People have gathered in Glasgow from nearly every nation. And while there’s been some grumbles (from attendees and locals alike) about closed roads, overflowing bins, and opportunistic rentals — like this £7,000-a-week, one-bed flat with “24/7 driver” — the city’s welcome has been predictably, reassuringly, warm.
Inside the cavernous halls of the Scottish Event Campus, the atmosphere is buzzy and purposeful. Teams of negotiators flow past on their way to meetings from early morning until late at night, dozens of languages crisscrossing at once. In a side hall, countries have pitched booths where event after event is held with people putting forward plans and ideas about how to adapt to, and cope with, our rapidly-heating planet.
World leaders are ten-a-penny. John Kerry seems to be doing laps of the place. A murmur ripples through crowds when a famous (masked) face passes, usually conspicuous due to fast-moving security details. “Was that…?” is a common refrain. And no one received a reception like Barack Obama (even Leo). As the former US president made his way up a staircase at the Cop venue earlier this week, cheers went up from the hundreds of people gathered for a glimpse.
In the media center, at the far end of the venue, rows of journalists clatter on laptops in breezy, stark white tents, perched on Ikea-esque furniture under neon lights. I’ve had five, seven cans of Irn-Bru, at last count (but I’m taking heart in how Scotland’s ginger nectar has gained international fandom, via one AOC). I’ve eaten nothing but sandwiches for days. Thankfully, they are intermittently giving out free Tunnock’s Tea Cakes at the entrance.
There’s a lot of mileage inside. Sneakers are the wisest choice, and people are talking step counts. It all sounds very mundane — yet Obama’s presence in Glasgow is the not the only reminder of the stakes of this event. “Welcome to Glasgow, The World is Looking to You COP26,” read posters in stations and on billboards, featuring images of victims of climate disasters.

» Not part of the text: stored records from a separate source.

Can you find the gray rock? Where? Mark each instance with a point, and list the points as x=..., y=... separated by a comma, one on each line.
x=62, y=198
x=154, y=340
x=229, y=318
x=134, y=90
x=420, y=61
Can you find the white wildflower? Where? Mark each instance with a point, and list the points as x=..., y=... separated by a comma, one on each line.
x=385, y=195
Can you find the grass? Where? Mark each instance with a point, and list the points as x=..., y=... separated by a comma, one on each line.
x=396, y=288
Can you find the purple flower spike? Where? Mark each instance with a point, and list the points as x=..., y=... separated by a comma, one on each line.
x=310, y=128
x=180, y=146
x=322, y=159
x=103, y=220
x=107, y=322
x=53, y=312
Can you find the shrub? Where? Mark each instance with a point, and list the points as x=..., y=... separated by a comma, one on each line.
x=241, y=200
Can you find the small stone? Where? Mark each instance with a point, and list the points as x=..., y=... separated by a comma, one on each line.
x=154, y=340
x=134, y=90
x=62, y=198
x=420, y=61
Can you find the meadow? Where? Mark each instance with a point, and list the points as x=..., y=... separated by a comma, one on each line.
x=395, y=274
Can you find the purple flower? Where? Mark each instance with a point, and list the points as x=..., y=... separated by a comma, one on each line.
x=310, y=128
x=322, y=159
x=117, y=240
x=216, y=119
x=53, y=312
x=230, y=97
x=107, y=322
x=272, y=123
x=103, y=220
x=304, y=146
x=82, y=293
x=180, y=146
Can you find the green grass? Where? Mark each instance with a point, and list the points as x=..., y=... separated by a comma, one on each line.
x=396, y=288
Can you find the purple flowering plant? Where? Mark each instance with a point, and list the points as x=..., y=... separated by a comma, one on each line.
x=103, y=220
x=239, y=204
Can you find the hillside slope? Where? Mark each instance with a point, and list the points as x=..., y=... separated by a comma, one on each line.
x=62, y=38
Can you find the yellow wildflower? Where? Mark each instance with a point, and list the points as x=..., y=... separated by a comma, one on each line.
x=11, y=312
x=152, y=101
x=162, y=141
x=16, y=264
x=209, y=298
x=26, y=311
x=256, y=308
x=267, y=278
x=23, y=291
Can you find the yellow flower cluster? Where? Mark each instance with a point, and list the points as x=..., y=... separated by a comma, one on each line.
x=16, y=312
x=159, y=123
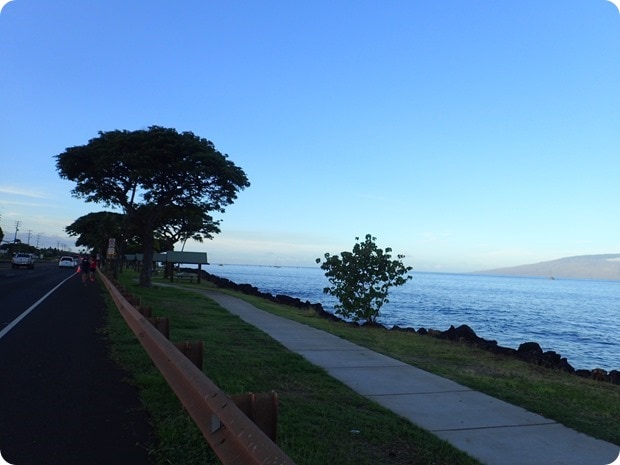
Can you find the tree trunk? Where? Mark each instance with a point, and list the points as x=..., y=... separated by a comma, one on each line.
x=146, y=272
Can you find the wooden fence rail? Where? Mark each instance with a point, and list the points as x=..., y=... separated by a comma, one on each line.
x=234, y=438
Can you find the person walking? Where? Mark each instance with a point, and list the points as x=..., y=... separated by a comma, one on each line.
x=84, y=268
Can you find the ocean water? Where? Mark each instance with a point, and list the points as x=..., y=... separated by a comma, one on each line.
x=579, y=319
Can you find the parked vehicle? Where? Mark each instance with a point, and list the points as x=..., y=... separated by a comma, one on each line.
x=22, y=259
x=66, y=262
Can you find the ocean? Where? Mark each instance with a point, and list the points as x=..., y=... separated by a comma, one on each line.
x=579, y=319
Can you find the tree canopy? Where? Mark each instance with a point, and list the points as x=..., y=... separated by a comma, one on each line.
x=361, y=279
x=160, y=178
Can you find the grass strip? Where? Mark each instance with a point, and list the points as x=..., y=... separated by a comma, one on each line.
x=588, y=406
x=321, y=421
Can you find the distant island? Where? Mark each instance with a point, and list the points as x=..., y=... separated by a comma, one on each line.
x=606, y=266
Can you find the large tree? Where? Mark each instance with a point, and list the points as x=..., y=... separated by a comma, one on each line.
x=94, y=231
x=155, y=176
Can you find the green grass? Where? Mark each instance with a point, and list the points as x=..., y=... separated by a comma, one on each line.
x=321, y=420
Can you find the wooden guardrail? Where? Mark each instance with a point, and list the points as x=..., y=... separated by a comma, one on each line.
x=234, y=438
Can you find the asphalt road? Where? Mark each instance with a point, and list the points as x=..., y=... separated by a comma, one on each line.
x=62, y=399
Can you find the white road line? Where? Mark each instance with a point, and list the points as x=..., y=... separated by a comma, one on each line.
x=14, y=323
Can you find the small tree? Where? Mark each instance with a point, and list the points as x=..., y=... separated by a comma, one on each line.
x=360, y=279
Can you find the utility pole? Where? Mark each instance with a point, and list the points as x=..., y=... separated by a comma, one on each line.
x=17, y=223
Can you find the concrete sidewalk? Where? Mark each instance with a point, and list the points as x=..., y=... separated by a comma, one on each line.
x=493, y=431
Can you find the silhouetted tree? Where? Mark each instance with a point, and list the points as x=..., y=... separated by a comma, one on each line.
x=155, y=176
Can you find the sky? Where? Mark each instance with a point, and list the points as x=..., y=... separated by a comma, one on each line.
x=465, y=135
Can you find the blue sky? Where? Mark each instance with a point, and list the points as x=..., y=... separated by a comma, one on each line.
x=464, y=134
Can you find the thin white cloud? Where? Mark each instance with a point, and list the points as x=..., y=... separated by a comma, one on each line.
x=27, y=204
x=11, y=190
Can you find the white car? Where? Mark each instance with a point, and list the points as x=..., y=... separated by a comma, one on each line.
x=22, y=259
x=66, y=262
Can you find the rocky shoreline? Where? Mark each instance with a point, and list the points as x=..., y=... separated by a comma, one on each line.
x=530, y=352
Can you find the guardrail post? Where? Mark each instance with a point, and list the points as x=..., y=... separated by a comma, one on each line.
x=192, y=350
x=162, y=324
x=146, y=311
x=262, y=409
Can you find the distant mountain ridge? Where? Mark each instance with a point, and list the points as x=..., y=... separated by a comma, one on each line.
x=605, y=266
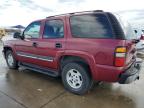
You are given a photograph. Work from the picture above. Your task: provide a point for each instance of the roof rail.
(76, 13)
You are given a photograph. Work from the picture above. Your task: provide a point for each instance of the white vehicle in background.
(140, 45)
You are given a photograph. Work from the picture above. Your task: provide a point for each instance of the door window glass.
(33, 30)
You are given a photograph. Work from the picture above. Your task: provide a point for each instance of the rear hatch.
(125, 31)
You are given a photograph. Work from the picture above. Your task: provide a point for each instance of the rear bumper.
(131, 74)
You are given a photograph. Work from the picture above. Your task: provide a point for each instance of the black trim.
(39, 69)
(34, 56)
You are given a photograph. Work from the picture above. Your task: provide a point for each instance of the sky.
(14, 12)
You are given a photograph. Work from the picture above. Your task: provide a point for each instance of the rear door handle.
(34, 44)
(58, 45)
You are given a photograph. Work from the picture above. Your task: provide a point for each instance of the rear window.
(90, 26)
(127, 29)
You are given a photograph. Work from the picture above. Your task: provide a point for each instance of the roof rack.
(76, 13)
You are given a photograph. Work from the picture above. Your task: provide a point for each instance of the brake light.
(120, 56)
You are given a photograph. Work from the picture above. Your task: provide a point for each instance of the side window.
(53, 29)
(33, 30)
(91, 26)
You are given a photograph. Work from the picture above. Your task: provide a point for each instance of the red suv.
(80, 47)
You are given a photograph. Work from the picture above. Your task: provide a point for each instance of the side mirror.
(142, 37)
(18, 35)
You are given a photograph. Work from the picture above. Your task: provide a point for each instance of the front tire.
(76, 79)
(10, 60)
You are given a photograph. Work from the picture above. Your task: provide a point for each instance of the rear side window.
(90, 26)
(53, 29)
(127, 29)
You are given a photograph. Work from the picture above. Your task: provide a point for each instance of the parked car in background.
(81, 47)
(140, 44)
(2, 33)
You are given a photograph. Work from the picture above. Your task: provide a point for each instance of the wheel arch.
(63, 60)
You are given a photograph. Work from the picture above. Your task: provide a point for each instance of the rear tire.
(76, 78)
(10, 60)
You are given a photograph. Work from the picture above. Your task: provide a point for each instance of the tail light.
(120, 56)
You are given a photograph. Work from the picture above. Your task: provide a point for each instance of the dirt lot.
(27, 89)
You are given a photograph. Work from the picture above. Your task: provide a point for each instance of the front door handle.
(34, 44)
(58, 45)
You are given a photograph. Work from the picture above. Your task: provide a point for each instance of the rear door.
(52, 44)
(25, 49)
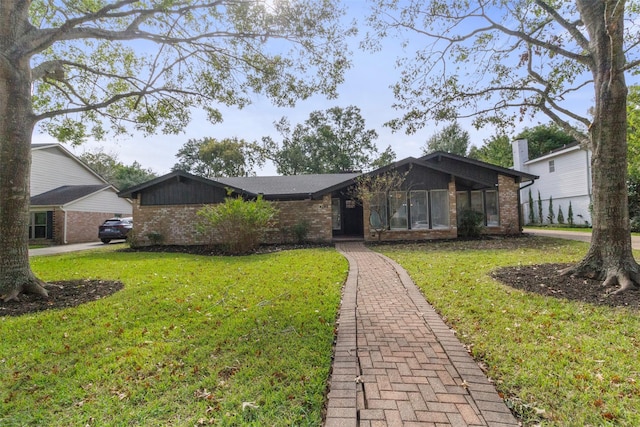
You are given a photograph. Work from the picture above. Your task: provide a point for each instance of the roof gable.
(271, 187)
(66, 194)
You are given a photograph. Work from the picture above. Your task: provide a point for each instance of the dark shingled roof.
(65, 194)
(290, 185)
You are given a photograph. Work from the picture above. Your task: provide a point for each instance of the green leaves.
(237, 225)
(144, 65)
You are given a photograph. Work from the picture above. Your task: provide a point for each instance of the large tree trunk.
(610, 256)
(16, 127)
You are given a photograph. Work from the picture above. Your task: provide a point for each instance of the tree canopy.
(545, 138)
(541, 139)
(452, 139)
(114, 171)
(85, 68)
(331, 141)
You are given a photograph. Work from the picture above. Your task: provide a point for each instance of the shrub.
(237, 225)
(471, 223)
(540, 217)
(532, 216)
(301, 230)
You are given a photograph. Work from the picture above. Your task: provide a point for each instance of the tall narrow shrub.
(560, 216)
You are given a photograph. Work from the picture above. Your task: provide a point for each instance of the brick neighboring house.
(68, 200)
(435, 190)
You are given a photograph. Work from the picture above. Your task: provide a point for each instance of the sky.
(366, 86)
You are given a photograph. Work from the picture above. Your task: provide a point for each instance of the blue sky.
(367, 86)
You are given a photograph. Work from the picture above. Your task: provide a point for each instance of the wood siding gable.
(52, 167)
(183, 191)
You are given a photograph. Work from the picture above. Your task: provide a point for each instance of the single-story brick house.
(68, 199)
(436, 188)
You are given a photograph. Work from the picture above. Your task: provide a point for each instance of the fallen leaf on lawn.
(250, 405)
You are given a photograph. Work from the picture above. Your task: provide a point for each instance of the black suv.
(115, 228)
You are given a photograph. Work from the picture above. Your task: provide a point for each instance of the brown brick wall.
(81, 226)
(508, 190)
(395, 235)
(177, 224)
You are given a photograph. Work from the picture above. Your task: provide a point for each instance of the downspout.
(589, 182)
(64, 230)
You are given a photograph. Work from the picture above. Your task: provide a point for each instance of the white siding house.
(565, 176)
(68, 200)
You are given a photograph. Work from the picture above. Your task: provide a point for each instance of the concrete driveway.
(61, 249)
(573, 235)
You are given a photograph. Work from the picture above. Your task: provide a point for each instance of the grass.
(191, 340)
(558, 362)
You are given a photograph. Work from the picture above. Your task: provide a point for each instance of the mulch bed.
(540, 279)
(545, 280)
(70, 293)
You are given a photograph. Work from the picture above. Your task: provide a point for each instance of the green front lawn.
(557, 362)
(191, 340)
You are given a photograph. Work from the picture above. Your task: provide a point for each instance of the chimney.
(520, 148)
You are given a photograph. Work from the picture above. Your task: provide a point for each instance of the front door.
(336, 215)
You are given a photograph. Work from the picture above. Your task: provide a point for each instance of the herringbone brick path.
(396, 362)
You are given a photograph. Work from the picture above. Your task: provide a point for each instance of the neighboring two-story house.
(564, 175)
(68, 200)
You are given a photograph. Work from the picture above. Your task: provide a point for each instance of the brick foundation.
(81, 226)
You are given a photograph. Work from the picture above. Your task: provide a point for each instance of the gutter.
(64, 232)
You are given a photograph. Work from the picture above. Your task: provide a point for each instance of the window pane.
(40, 231)
(462, 203)
(440, 208)
(419, 211)
(398, 210)
(493, 218)
(40, 218)
(336, 219)
(378, 207)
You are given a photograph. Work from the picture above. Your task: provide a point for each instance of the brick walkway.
(396, 362)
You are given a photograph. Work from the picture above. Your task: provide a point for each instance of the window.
(336, 217)
(38, 225)
(398, 210)
(418, 209)
(491, 205)
(439, 208)
(378, 215)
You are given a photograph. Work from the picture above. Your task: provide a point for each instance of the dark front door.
(352, 216)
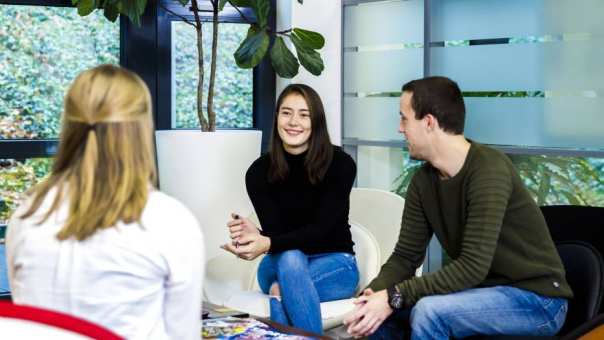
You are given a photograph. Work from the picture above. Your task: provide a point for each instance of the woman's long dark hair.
(320, 149)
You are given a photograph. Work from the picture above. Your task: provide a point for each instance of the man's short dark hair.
(440, 97)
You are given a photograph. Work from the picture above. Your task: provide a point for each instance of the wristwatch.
(395, 298)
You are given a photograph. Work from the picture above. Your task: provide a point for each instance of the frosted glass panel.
(559, 66)
(574, 65)
(372, 118)
(490, 67)
(384, 22)
(383, 43)
(553, 57)
(480, 19)
(381, 71)
(505, 121)
(484, 19)
(563, 122)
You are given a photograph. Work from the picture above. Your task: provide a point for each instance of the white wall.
(325, 17)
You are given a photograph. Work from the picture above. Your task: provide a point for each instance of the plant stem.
(181, 17)
(241, 13)
(210, 108)
(202, 119)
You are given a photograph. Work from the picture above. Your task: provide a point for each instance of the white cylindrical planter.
(206, 172)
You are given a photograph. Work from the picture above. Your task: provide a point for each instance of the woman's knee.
(275, 291)
(292, 261)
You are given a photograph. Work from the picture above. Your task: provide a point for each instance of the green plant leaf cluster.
(133, 9)
(234, 85)
(551, 180)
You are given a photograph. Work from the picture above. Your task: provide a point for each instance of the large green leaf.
(311, 39)
(133, 9)
(262, 9)
(86, 7)
(252, 50)
(284, 62)
(309, 58)
(241, 3)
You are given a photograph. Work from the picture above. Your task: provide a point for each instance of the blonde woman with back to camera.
(96, 239)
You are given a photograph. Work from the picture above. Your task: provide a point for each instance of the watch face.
(396, 301)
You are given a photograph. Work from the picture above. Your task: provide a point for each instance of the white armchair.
(375, 218)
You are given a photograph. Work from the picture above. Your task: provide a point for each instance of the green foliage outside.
(42, 49)
(551, 180)
(17, 177)
(233, 89)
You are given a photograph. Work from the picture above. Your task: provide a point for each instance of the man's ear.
(431, 122)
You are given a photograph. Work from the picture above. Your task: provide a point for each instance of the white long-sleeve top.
(143, 281)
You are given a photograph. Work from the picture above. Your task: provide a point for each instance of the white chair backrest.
(381, 213)
(366, 251)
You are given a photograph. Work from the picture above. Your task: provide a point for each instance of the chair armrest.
(226, 273)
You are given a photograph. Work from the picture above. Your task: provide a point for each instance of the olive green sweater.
(487, 222)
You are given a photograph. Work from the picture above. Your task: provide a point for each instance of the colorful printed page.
(243, 329)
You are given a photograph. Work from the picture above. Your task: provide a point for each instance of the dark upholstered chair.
(578, 233)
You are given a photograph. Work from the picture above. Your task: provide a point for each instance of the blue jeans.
(304, 282)
(499, 310)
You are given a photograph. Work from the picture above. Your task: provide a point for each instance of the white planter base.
(206, 172)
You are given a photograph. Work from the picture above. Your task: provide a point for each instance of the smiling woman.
(300, 191)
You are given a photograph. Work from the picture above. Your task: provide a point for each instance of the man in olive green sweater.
(505, 276)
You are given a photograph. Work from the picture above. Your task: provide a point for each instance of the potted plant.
(206, 170)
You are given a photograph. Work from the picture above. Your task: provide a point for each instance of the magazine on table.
(243, 329)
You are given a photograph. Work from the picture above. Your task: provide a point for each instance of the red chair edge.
(56, 319)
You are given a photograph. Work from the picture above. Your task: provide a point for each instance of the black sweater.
(298, 215)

Activists keep up an unrelenting wave of demonstrations, inside the venue, on its fringes and broadly across the city in their thousands. “Keep it in the ground… keep it in the text,” has been the refrain in these closing days, aiming acute pressure at high-level negotiators over the fact that words very much matter here. Including mention of fossil fuels — for the first time ever — must be in the final Cop agreement to make it meaningful, protesters say.
A wide array of groups — from the Indigenous People’s Network, to Fridays For Future, to Concerned Grandparents Worldwide — are sustaining visible public pressure. Extinction Rebellion hosted a ceilidh on the edge of Cop’s security turnstiles alongside a barrier which read “No Dancing on a Dead Planet”.
In a moment of light relief, a tall man in a Darth Vader costume invited those heading to the venue for a conversation on climate change in between bouts of performing Maxine Nightingale’s 70s classic Right Back Where We Started From on a karaoke machine.
During the final, hard slog toward achieving meaningful progress on keeping the 1.5C temperature target of the Paris Agreement “alive”, the tiredness in the air is palpable. (Stories abound of negotiators rolling out sleeping bags in the last days). Last night brought cautious optimism: China and the US announced a sudden pact to work together in this crucial decade.
“The coffees are very large here,” one delegate observed earlier as we stood, aimlessly stirring our reusable blue cups with biodegradable spoons.
But from the windows of the main delegate zone, beyond the tents and security fences, sits an illuminated sign on the Graving Docks which belong to the River Clyde’s rich shipbuilding past — and a reminder to those inside why we’ve bothered to come here at all. “No New Worlds,” it reads.